CAI室での生徒のコンピュータ利用を促進 今後はさらなる授業への活用
藤島高校のネットワークは、教師間だけではなく、生徒が利用するCAI室においても成果を上げている。CAI室には47台のコンピュータが設置され、授業等でのインターネット学習に活用されている。また、放課後には担当教師の許可の下、生徒に開放されている。
「情報企画室のメンバーのうち2名がCAI準備室に常駐し、部屋の管理やコンピュータの管理・運営、生徒からの質問などを受けています」(久守先生)
現在は、生徒一人ひとりがID登録され、誰でも利用できる体制が整っている。同校のホームページの中にある「生徒の部屋」の各部活動や、学校祭の紹介ページなどはこのCAI室から生まれた。作成するのはもちろん生徒たち。準備室が隣にあるため、技術的に分からないことがあればすぐに教師に聞くことができる。
CAI室の授業での活用については、「現代社会」での調べ学習や、「生物」の実験データの処理等にコンピュータが利用されているが、本格的な活用はまだこれからという状況。「今後は、CAI室にとどまらず、コンピュータ画像を各教室でプロジェクタに映し出して授業することにも関心があります」(沖村先生)。「総合的な学習の時間」や他教科への利用などについても、これからの展開が期待されている。
「インターネットを活用できる環境にあることを最大限に生かしたいですね。例えば、我が校の生徒が他校の生徒と特定のテーマについてネット上で討論する。こうした対外的なコミュニケーションの機会が与えられないかなと考えています。全国の高校生と交流できれば、生徒の視野もぐんと広がるのではないでしょうか」(川崎先生)
中学生向けのホームページ作成や 学内情報の統合化を目指す
スタートして間もない情報企画室。順調に機能しているとは言え、解決しなくてはならない新たな問題も生まれてきている。
「今後は、さらに学校の情報を管理していく必要があると考えています。例えば、本校では『選択科目』や『習熟度別授業』が多いため、使いやすい『出欠管理システム』の開発が必要になってきています。また、図書館情報なども含めた校内の『情報の総合化』を図っていくことで、より学校運営をスムーズにしていきたいと考えています。その他、各分掌ごとに集約している生徒に関する様々なデータ類も、『情報企画室』が中心になって、生徒一人ひとりを多面的に把握できるデータベースにできればと思っています」(沖村先生)
また、ホームページについては、今後は中学生向けの情報発信に力を入れていきたいという。
「今までのホームページは、どちらかと言えば高校生以上の人を対象につくられたもので、中学生にはやや難しいと思います。もっと、イラストを取り入れたりして、楽しく、分かりやすい中学生向けのサイトを作ってみてはどうかと考えています」(田中校長)

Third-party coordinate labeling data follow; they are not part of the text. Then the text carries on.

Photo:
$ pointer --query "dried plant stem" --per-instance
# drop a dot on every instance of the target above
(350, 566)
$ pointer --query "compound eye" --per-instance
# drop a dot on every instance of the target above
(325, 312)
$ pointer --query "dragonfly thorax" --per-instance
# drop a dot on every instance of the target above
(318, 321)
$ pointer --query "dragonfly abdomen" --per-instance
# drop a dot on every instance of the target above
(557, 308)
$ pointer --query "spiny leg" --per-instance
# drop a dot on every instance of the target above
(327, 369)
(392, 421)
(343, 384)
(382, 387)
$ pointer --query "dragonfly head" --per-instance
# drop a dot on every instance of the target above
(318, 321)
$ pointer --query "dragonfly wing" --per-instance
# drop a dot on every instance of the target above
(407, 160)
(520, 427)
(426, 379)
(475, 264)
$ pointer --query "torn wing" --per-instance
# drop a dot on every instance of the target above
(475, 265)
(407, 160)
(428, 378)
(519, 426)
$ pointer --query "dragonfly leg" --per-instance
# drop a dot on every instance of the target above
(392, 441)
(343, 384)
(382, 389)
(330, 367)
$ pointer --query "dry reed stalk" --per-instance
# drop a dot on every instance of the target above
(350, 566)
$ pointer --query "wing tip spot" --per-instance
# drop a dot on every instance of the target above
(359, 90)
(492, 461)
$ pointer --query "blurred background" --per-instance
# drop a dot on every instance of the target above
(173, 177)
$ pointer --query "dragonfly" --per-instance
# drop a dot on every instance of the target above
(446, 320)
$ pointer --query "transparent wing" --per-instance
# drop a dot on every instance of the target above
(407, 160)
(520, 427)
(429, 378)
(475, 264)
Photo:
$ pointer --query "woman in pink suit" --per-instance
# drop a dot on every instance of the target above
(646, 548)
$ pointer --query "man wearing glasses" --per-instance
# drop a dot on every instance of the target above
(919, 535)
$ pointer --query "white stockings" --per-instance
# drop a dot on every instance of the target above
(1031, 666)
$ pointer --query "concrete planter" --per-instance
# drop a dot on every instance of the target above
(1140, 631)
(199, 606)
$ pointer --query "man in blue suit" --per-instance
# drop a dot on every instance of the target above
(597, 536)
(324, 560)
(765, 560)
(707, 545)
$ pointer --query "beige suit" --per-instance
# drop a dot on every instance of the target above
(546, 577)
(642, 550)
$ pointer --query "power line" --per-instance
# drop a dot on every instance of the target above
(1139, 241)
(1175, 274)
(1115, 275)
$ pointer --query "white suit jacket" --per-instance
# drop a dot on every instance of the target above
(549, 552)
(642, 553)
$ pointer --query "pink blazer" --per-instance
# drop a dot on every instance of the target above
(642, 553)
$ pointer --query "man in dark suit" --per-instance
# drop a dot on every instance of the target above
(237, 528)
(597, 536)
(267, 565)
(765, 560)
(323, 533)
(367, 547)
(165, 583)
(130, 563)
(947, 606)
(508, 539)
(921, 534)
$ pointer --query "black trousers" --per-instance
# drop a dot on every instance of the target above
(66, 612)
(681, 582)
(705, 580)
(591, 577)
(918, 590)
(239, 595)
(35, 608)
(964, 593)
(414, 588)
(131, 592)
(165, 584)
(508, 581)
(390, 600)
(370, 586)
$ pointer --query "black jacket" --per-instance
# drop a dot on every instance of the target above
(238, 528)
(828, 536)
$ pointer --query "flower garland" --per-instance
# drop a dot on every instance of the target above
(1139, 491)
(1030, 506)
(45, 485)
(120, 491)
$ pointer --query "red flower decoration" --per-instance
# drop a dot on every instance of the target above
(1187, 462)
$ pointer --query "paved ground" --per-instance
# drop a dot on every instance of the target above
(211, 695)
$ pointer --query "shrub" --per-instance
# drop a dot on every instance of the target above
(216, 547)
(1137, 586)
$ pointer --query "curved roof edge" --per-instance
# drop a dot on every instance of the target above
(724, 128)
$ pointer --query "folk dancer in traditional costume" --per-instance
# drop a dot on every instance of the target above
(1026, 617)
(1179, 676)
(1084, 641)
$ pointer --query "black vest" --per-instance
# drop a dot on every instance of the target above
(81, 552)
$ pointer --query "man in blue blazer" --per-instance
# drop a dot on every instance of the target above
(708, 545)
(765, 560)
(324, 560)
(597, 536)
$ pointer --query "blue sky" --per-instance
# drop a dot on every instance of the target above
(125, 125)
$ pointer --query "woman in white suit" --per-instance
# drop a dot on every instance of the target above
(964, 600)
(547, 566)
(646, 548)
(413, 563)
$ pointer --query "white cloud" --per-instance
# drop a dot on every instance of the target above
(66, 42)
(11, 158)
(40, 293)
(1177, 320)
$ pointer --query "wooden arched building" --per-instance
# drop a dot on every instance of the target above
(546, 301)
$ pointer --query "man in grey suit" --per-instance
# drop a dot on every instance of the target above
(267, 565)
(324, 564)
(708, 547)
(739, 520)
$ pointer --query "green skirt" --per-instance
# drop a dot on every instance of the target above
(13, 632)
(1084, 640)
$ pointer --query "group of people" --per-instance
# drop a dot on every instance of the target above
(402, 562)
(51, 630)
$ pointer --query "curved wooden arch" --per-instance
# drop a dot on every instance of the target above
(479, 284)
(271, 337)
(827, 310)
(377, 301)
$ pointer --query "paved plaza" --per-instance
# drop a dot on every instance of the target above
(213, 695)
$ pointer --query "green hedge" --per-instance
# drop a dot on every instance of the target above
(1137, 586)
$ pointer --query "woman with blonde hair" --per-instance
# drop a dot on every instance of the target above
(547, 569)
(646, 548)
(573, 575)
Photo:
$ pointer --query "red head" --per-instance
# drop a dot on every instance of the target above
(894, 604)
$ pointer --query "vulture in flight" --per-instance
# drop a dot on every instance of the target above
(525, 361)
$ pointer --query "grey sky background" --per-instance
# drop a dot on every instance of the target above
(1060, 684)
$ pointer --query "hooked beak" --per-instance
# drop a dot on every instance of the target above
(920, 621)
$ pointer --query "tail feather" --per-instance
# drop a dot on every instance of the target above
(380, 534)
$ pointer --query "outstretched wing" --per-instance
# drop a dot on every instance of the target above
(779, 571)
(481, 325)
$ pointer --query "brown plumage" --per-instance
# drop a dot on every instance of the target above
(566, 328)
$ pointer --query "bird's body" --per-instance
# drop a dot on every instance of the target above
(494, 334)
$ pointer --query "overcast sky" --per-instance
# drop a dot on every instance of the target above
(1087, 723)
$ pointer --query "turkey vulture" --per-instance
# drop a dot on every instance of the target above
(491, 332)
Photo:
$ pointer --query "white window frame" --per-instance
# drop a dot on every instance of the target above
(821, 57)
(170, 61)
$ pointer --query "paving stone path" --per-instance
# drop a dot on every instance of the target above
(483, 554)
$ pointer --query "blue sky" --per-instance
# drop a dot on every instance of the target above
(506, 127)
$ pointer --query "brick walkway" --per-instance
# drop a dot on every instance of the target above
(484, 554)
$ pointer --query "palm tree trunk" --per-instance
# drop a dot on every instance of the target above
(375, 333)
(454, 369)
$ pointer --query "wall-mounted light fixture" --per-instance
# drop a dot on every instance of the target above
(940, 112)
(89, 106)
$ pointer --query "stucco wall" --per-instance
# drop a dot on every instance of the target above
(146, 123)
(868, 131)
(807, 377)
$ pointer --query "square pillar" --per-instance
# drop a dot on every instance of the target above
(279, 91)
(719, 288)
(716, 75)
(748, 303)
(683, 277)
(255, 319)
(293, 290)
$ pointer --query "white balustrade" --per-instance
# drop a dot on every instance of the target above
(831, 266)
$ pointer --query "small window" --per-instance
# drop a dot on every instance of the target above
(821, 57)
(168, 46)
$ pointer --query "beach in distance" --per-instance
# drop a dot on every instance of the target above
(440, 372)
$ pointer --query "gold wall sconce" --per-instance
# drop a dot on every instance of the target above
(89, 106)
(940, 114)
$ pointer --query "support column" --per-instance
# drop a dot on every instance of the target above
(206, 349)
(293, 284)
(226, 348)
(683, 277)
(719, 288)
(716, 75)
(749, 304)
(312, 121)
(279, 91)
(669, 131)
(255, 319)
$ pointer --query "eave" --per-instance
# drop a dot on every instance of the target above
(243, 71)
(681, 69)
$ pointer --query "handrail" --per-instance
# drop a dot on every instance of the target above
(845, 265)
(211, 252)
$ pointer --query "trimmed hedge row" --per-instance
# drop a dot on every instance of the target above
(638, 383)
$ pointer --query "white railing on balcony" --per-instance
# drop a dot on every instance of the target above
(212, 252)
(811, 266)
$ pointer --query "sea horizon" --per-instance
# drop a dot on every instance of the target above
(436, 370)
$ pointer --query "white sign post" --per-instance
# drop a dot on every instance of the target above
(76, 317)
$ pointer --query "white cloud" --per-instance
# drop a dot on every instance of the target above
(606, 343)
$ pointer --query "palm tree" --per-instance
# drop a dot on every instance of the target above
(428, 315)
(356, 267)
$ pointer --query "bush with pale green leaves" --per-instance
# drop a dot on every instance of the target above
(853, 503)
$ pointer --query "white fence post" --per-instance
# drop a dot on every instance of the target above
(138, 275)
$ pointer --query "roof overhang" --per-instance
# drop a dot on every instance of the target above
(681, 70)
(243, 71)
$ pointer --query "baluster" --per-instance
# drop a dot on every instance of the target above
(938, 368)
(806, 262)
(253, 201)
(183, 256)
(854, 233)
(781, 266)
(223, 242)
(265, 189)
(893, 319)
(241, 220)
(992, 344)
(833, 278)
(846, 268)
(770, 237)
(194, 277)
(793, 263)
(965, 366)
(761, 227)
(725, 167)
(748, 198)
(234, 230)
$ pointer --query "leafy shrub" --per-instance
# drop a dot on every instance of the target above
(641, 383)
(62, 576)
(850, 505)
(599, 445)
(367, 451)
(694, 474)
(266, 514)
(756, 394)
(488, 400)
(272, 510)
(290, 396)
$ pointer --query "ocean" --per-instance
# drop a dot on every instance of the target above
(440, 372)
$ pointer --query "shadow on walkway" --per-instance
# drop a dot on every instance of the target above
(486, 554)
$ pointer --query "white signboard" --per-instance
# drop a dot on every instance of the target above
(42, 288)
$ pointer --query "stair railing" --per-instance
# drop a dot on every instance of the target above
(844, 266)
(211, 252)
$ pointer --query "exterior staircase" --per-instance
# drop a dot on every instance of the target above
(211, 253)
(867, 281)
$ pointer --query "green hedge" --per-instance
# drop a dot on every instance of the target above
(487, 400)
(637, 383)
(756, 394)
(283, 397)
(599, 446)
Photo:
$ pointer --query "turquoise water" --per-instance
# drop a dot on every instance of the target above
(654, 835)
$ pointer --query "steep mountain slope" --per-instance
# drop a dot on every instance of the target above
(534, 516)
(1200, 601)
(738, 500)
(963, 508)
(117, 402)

藤島高校の実像を分かりやすく紹介することで、中学生本人が積極的に藤島高校を選んでくれるようにしたい、とも語る田中校長。中学生向けの情報発信に力を入れたい背景には、福井県で04年度入試より県内の学校群および学区が撤廃され、全県一区の入試選抜の実施が検討されていることがある。少子化の時代を迎え、生徒に選ばれるためには、学校ごとの顔がはっきりと見える必要もある。これまで以上に、情報戦略が必要になってくる。
「インターネットなどの情報技術の持つ強みをうまく生かし、併せて各種の情報媒体を有機的に統合し、情報を発信していけるようにしたいですね」(田中校長)
意欲的に校内・外の情報化戦略を推進している藤島高校。その推進を陰となり日向となって支えているのが「情報企画室」の存在なのだ。
生徒への指導も「情報企画室」のメンバーが中心となって行っている。